Van Till says, “Rather than wedding Christianity to the philosophies of Aristotle and Kant, we must openly challenge the apostate philosophic constructions of men by which they seek to suppress the truth about God, themselves, and the world.”
He also says, “If it has to import some of its materials from the enemy, it cannot expect effectively to conquer the enemy. It is the Christian faith that alone has the truth; this should be its clam.”
While the Van Tillians might appropriately identify the problem of “neutrality” in these suggestions, these statements are problematic nonetheless.
First, Van Til violates his own standard by wedding the philosophical predisposition of German Idealism with a reformed theological vocabulary. Van Til’s apologetic is a mixture of Kantian transcendentalism, Hegelian holism, and some postmodernism mixed in for good measure. Methodologically speaking, presuppositionalism is far from a pristine Christianity successfully avoiding the incorporation of “materials of the enemy.” This is not to say that this is a weakness of the method, rather, it is identifying an inconsistency Van Til and his followers sweep under the rug. There is nothing intrinsically wrong with baptizing these particular philosophies in Christian truth, if such a baptism is possible. It is, however, wrong to chastise others for baptizing Aristotle, so to speak, while Van Til is sprinkling water over the head of Kant and Hegel.

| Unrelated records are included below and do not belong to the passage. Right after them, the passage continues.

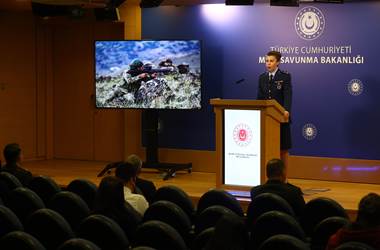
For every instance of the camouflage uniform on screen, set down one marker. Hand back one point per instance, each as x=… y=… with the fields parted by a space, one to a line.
x=132 y=79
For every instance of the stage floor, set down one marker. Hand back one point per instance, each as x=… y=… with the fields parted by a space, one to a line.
x=197 y=183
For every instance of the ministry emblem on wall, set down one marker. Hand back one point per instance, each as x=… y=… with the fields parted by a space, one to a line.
x=309 y=23
x=355 y=87
x=309 y=131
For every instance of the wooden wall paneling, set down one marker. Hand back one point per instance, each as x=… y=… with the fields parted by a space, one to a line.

Moreover, Van Til’s protege Greg Bahnsen, also violates this standard requirement of denying “apostate” philosophical influence. In a debate with R.C. Sproul, Bahnsen utilizes and then rejects Cartesian skepticism on the basis of Sola Scriptura. Bahnsen says that the only basis in which we can avoid the methodological doubt of our senses and our reasoning is the reformed theological doctrine of Sola Scriptura. When making this argument, however, he makes a crucial error. He forgets that the bible must pass through the faculties of sensory experience that are supposedly in doubt. So Bahnsen cannot doubt the reliability of sensory experience, and then get out of that doubt by appealing to sensory experience via reading the Bible. This is where Descartes’s argument is actually better than Bahnsen’s. Descartes appeals to the image of God to rescue him from his perpetual doubt and metaphysical solipsism. He says that because we have the idea of God in our mind, and that we are created to have this idea, we can know God exists. Also, because we can know God exists we know that He would not deceive us. Descartes concludes by saying that unless God exists we cannot be sure of anything. I am not arguing in favor of Cartesian methodology. I am merely pointing out the inconsistency in its usage by Bahnsen.

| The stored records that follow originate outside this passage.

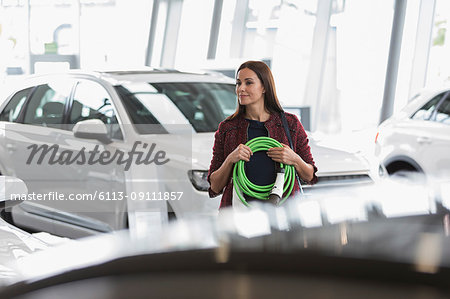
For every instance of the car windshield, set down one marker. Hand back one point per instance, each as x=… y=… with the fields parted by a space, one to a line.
x=202 y=104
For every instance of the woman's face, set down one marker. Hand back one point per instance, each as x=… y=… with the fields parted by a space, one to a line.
x=249 y=88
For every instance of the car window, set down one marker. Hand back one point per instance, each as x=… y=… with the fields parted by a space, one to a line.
x=46 y=106
x=426 y=111
x=443 y=112
x=13 y=108
x=203 y=104
x=92 y=101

Van Tillian presuppositionalists think we should stay away from people like Aristotle because he was not a Christian, and thus his philosophical musings were mistaken (for how could a spiritually blind, dumb, and deaf person, discover truths about the physical world). But I think there is a double standard here. They are willing to draw from such philosophers when those arguments back the non-Christian into the corner. For example, they are willing to wield Humean skepticism with regard to induction to argue for Christianity, but if Aristotle can’t be trusted to get things right how can we trust Hume to raise a valid argument against the use of induction? For we are suggesting that Hume is saying something right about a point of view that is very significant to one’s overall worldview. Or if not this, we are saying that he is making the right inferential move. But why should we trust a pagan, according to Van Til, to make valid moves? Why should we expect them to notice those truths that eventually support Christianity? If Hume is blinded by sin, why doesn’t that affect his arguments pertaining to induction — arguments that have serious consequences for our knowledge of the world? I wonder if there is a consistent principle that they can use that would tell us when we can trust Hume.
One could say, “we can expect Hume to notice such truths but one shouldn’t expect him to recognize that they lead to Christianity.” But we could say precisely the same thing for Aristotle: “There is no reason to think Aristotle wouldn’t track truths about the pervasiveness of teleology in nature. We just shouldn’t expect him to see where that ultimately leads.” But that is not what they argue. They often expect us to dismiss Aristotle wholesale.
So the presuppositionalist must realize that there are philosophical traditions that comport with revealed truth. I maintain that this inconsistency is due to their adherence to the false doctrine of Sola Scriptura, and therefore a fallacious biblicism manifests itself in an effort to be reformed purists.